Kondisi yang dirasakan oleh mereka memang benar adanya. Saya tiba di depan Kampung Kolong sekitar pukul 13.30 WIB. Di sana, terdapat sekumpulan orang dengan pakaian organisasi masyarakat (ormas) Laskar Merah Putih.
Mereka berjaga di pos yang jaraknya sebelah pintu masuk Kampung Kolong. Ketika ingin masuk, saya dan beberapa awak media sempat dilarang masuk. Namun setelah negosiasi akhirnya diizinkan, namun hanya sebentar untuk keperluan mengambil gambar.
Saya pun mencoba masuk melalui sela-sela tembok beton pembatas jalan raya dengan Kampung Kolong yang hanya muat dilewati oleh satu orang saja. Setelah berjalan lima meter, terlihat sebuah lubang yang cukup besar yang merupakan pintu masuk Kampung Kolong.
Ketika masuk ke dalam, saya harus membungkuk melewati lorong. Jalan setapak demi setapak sekitar 10 meter untuk masuk ke dalam. Di dalam lorong itu, kondisinya begitu pengap dan minim oksigen. Bahkan gelap.
Setelah melewati lorong, saya tiba di jalan setapak warga yang lokasinya berada di tengah-tengah Kolong Tol Angke. Ketika saya ingin meminta izin untuk wawancara, salah satu warga mengimbau agar meminta izin kepada Kepala Sekolah Domba Kolong, Indah terlebih dahulu.
Ketika dihubungi untuk meminta izin, Indah tengah ada giat. "Saya lagi rapat dengan Pak Walikota. Izin nanti ya," kata Indah kepada Tirto, Selasa (20/6/2023).
Sambil menunggu kabar, saya pun menyusuri Kampung Kolong hingga ujung yang jaraknya sekitar 150 meter. Jalannya beralaskan aspal yang sudah pecah-pecah. Di pinggir jalan terdapat selokan untuk sanitasi. Saya mencium aroma yang tak sedap.
Sebelahan kanan dan kiri tampak pemukiman warga yang tinggal di kolong jalan tol. Rata-rata rumahnya berbahan kayu bak rumah bedeng. Beberapa saja menggunakan semen. Di sebelah kiri, terdapat Sekolah Domba Kolong dan Masjid Al-Alaq. Tepat di atas masjid, terlihat pelang Tol Angke bertuliskan Km 17.
Untuk kebutuhan air sehari-hari, mereka menimba dari sumur yang dibor. Sementara itu untuk listriknya, mereka tak menjelaskan secara rinci.
Jika dilihat memang tampak miris. Di tengah kemegahan Jakarta sebagai ibu kota, dan menyambut HUT ke-496, terdapat pemukiman warga yang jauh dari kata layak.
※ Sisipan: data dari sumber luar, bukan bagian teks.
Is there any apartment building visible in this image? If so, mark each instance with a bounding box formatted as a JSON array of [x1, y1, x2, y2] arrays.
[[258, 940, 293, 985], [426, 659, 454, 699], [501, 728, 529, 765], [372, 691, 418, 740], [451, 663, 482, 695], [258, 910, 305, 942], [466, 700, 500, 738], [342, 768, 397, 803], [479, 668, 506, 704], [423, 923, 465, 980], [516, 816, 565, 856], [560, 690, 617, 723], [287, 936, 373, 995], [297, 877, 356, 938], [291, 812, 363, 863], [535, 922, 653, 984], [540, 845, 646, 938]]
Alasan Warga Halangi Media
Rian, salah satu warga bersama ormas Laskar Merah Putih yang menghalangi awak media mengaku meminta maaf atas perbuatannya. Ia mengaku hanya menjalankan tugas.
Alasannya melakukan penggalangan lantaran warga Kampung Kolong takut akan dilakukan penggusuran ketika beritanya terus diangkat oleh media.
“Kami menjalankan tugas kami. Anda pun menjalankan tugas abang. Jadi mohon maaf sebesar-besarnya. Jadi jangan kita besar-besarkan lah, nggak ada hasilnya gitu. Jalankan apa kehidupan kita masing-masing aja," kata Rian kepada awak media di lokasi, Selasa (20/6).
Dirinya berharap agar jangan sampai dilakukan penggusuran di Kampung Kolong. Sebab, baru mendengar isunya saja warga sudah ketakutan.
Ia juga mengimbau kepada donatur hingga artis yang mau membantu warga kampung kolong agar tidak perlu diekspos ke media sosial. Sebab sekali lagi, jika terekspose dan dibesarkan, Kampung Kolong berada dalam ancaman penggusuran.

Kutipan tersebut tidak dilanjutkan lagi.